Buku ini sendiri jelas menarik, karena meliput masukan dari banyak pihak. Mulai dari akademisi, aktivis, praktisi di pelabuhan, hingga praktisi hukum yang mengangkat sisi hukum dan undang-undang yang berlaku. Penyelidikan akan adanya tindakan penyetujuan atau apapun yang ilegal juga diungkapkan di buku ini.

Berbagai landasan undang-undang dan hukum disampaikan dengan bahasa yang mudah dipahami, membuat orang awam yang membacanya semakin melek pengetahuan di bidang ini.

Peserta Bedah Buku di Sanggar Maos Tradisi - Sleman Yogyakarta

Semangat Nasionalisme

Membaca buku ini berarti memantik semangat nasionalisme. Seperti menyaksikan film sejarah. Naluri kita akan bereaksi karena tentunya kita tak ingin kehilangan aset negara, lantaran aset vital milik negara ternyata dijual murah oleh pihak yang greedy. Haus harta.

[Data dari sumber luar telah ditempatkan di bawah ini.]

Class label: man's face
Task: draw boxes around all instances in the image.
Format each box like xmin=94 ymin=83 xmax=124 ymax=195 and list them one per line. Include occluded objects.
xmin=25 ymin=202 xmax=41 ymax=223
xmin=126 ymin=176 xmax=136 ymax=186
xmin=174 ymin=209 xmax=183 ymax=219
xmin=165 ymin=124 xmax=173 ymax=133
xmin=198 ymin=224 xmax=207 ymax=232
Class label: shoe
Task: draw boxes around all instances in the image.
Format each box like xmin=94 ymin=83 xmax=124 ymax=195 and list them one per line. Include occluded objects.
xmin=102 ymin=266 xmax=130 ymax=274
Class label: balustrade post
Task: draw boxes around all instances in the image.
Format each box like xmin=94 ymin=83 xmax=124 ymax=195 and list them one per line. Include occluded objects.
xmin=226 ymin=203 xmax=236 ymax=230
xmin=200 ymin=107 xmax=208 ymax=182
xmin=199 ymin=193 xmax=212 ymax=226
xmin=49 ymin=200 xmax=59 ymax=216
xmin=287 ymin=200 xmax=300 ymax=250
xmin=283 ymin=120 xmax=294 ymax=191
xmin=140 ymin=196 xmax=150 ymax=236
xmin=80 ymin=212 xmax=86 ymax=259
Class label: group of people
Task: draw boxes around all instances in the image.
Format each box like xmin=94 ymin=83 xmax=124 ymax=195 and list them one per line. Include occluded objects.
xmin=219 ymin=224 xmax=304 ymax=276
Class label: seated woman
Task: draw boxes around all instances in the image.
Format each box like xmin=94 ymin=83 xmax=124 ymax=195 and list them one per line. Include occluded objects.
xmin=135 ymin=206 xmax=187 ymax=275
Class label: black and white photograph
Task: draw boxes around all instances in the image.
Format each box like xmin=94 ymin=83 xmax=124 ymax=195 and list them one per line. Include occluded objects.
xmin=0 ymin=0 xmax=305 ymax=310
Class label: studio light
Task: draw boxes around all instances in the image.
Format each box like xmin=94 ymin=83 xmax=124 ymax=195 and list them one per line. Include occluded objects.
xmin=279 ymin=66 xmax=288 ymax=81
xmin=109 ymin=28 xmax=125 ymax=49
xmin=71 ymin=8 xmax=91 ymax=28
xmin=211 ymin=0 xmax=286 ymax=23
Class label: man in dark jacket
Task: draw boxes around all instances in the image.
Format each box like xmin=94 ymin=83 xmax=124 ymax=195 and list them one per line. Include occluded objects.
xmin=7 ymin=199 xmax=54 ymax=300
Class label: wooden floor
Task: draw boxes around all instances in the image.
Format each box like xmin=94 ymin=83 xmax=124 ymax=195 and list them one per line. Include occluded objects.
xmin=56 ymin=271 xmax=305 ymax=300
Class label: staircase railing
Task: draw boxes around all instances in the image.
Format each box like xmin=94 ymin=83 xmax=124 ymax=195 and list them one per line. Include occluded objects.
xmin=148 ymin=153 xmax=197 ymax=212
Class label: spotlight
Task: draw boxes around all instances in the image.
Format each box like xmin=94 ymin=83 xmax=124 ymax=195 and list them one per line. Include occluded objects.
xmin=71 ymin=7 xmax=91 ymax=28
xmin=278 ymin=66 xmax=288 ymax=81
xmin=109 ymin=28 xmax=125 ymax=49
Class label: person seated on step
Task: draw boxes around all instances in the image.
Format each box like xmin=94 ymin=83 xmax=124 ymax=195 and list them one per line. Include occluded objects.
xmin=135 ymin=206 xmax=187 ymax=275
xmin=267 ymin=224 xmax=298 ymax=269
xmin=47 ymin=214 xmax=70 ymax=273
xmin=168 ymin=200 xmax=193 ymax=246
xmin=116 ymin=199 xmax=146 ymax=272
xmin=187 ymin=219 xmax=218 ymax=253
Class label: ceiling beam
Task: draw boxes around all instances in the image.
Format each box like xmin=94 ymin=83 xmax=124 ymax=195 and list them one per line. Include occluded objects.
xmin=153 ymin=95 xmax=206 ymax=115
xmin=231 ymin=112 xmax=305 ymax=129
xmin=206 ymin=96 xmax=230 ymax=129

Memang, bakalan banyak sekali yang harus dibenahi oleh seluruh elemen di negeri ini, kalau ingin aset kita yang tergadaikan segera terselamatkan. Caranya tentu bukan dengan membiarkannya.

Harapan

Semoga buku inipun dijadikan referensi oleh mereka yang berwenang. Dengan demikian lahirnya buku ini mengawali langkah-langkah bijaksana yang nggak terlambat diambil oleh pihak yang berwenang.

Semoga hati nurani ini masih punya rasa kasih dan malu pada anak cucu sendiri. Semua demi negara yang sudah dibentuk dengan susah payah oleh pejuang-pejuang kita dahulu. Juga demi generasi penerus di masa yang akan datang.